For those that jet around the region on business, the Apec Business Travel Card might be the thing for you. The card, according to the Business Mobility Group's website, "cuts through the red tape of business travel and gives frequent business travellers pre-cleared entry to participating Apec economies". The site goes on to say that the card was developed "to gain streamlined entry to the economies of the Asia-Pacific region".

That may well be true, but if the experience of one reader is anything to go by, the process of getting your hands on one of these cards is anything but streamlined, particularly if you live in Hong Kong. Our reader filed his application with the Immigration Department. None of his documentation was queried, but 10 weeks rolled by before he was informed that local processing had finished. However, he was told he would have to wait 12 to 16 weeks for approval from the other economies in the scheme. That is, it only takes a few weeks longer for 21 economies to give their approval than it did for Hong Kong. All of which just goes to show how open for business Hong Kong really is.

Perhaps someone should explain to our civil service what being open for business means.

 

For your eyes only

If you want to spend HK$2 million on a pair of glasses, we can direct you to the man who can produce those for you - Henrik Lindberg.

A trained architect, he is the founder and chief executive of Lindberg, maker of upmarket eyewear. Look closely at a pair of Lindbergs and there are no screws, rivets or welding. Lindberg's eyewear is technologically advanced, precisely designed and carefully put together. They are worn by the Danish queen, the queen of England, various other British royals and celebrities. Giorgio Armani wears them eschewing his own brand.

In 1986, Lindberg produced the first titanium frames. "We were looking for something that was light and easily fitted the face." It has since moved into more exotic materials such as gold, buffalo horn and Siberian mammoth tusk. "Our frames reflect a commitment to aesthetics, technical innovation and impeccable craftsmanship," he says. "Our items sit in the middle of your face and are the very first thing people see."

The firm is unusual in the eyewear business in that it does everything connected with its glasses in-house, apart from the lenses. The design and manufacturing are all done in its Denmark offices where it has 180 staff, while the polishing and decoration and assembly of the glasses are done in its factory in the Philippines, where it has 400 workers.

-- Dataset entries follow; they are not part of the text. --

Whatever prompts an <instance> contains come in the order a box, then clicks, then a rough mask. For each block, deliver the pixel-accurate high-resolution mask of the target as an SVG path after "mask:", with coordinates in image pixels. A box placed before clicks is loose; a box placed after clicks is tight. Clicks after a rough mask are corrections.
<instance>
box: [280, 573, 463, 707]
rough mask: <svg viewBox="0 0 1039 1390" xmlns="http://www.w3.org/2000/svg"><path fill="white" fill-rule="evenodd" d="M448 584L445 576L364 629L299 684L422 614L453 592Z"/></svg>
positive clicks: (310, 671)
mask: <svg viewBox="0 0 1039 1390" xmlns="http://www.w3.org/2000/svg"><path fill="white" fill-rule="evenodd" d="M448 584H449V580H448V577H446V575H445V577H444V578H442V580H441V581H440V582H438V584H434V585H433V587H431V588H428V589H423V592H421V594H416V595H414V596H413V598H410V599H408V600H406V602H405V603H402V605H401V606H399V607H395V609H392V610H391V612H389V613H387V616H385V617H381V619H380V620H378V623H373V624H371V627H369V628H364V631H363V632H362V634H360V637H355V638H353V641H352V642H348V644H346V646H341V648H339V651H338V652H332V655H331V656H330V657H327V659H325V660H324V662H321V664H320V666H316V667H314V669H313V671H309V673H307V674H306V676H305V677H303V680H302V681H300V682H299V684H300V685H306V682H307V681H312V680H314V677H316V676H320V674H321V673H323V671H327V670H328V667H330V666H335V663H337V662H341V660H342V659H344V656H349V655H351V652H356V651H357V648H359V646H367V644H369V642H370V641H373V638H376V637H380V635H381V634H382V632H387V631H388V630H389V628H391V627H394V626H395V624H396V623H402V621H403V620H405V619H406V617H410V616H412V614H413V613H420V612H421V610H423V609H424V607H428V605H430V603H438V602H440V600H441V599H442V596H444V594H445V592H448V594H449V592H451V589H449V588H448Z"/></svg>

Lindberg is, as he admits himself, a control freak. The design of the assemblies that display the glasses in stores is designed and made by Lindberg, in addition to the marketing, photography and publicity materials. There are no distributors. But he believes it pays off in that the company has tight control over the quality of all aspects of the business. Since for the past 20 years it has never taken a bank loan, it also has control of its finances and has used its own money to run the business and finance expansion.

Lindberg won't say how profitable the company is or talk about turnover. He says Lindberg makes more than 200,000 pairs of glasses a year. The United States and Germany are its biggest markets while Asia accounts for a third of its sales. Hong Kong is its biggest city market and seventh overall. Europeans are the most conservative when it comes to changing frames. This happens on average once every four years. Asians change every 2.5 years, while people in the Middle East do it every eight months. "They only have three ways of differentiating themselves from others - a watch, spectacle frames and mobile phones - since the clothing is all the same," says Lindberg.

He is in Hong Kong for the Optical Fair, but you won't see a Lindberg stand. Lindberg will hold its own exhibition in a hotel suite. Viewing is by appointment only. "We don't need any more customers in Hong Kong," he explains. "And we don't want people photographing our designs." Over the years, Lindberg has moved into higher-priced items. One request from a mainland textile manufacturer was eventually modified "to a design we could accept" and was forged from 18-carat gold and inlaid with rare pink diamonds from the Argyle Diamond Mine in Western Australia.